Tuni

Personal information
- Full name: Antoni Lluís Adrover Colom
- Date of birth: 14 June 1982 (age 44)
- Place of birth: Sóller, Spain
- Height: 1.81 m (5 ft 11+1⁄2 in)
- Position: Attacking midfielder

Youth career
- Mallorca

Senior career*
- Years: Team / Apps / (Gls)
- 2001–2003: Mallorca B / 43 / (10)
- 2002–2011: Mallorca / 106 / (4)
- 2003–2004: → Salamanca (loan) / 39 / (4)
- 2008–2009: → Hércules (loan) / 37 / (3)
- 2011: → Gimnàstic (loan) / 11 / (0)
- 2011–2012: Gimnàstic / 26 / (3)
- 2013: Iraklis / 5 / (1)
- 2013–2015: Sóller / ? / (7)
- Total:  / 267+ / (32)

= Tuni (footballer) =

Spanish footballer

Antoni Lluís Adrover Colom (born 14 June 1982), known as Tuni, is a Spanish former professional footballer who played mainly as an attacking midfielder.

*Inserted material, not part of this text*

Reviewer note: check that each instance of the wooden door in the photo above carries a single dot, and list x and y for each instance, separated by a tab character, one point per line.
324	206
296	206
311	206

He amassed La Liga totals of 106 matches and four goals over seven seasons, all with Mallorca.

==Club career==
Born in Sóller, Mallorca, Balearic Islands, Tuni made his professional debut with hometown RCD Mallorca's first team during the 2002–03 season, making five appearances and scoring one goal. He played his first La Liga match on 8 December 2002 in a 1–5 home loss against Real Madrid, and would be loaned for the following campaign to Segunda División side UD Salamanca.

After four seasons in which his role was irregular (65 appearances from 2004 to 2006, 27 the following two), Tuni was loaned again, to second-tier Hércules CF for the duration of 2008–09. Returned to Mallorca for the subsequent top-flight campaign, he suffered a severe knee injury which limited his participation to just nine games out of 38.

In late January 2011, Tuni was loaned to Gimnàstic de Tarragona for five months, and contributed seven starts – 560 minutes in total – as they narrowly avoided relegation from division two. He became a free agent in July, and signed a permanent contract with the Catalans.

Tuni joined Iraklis F.C. on 11 January 2013, teaming up with several compatriots at the Football League (Greece) club.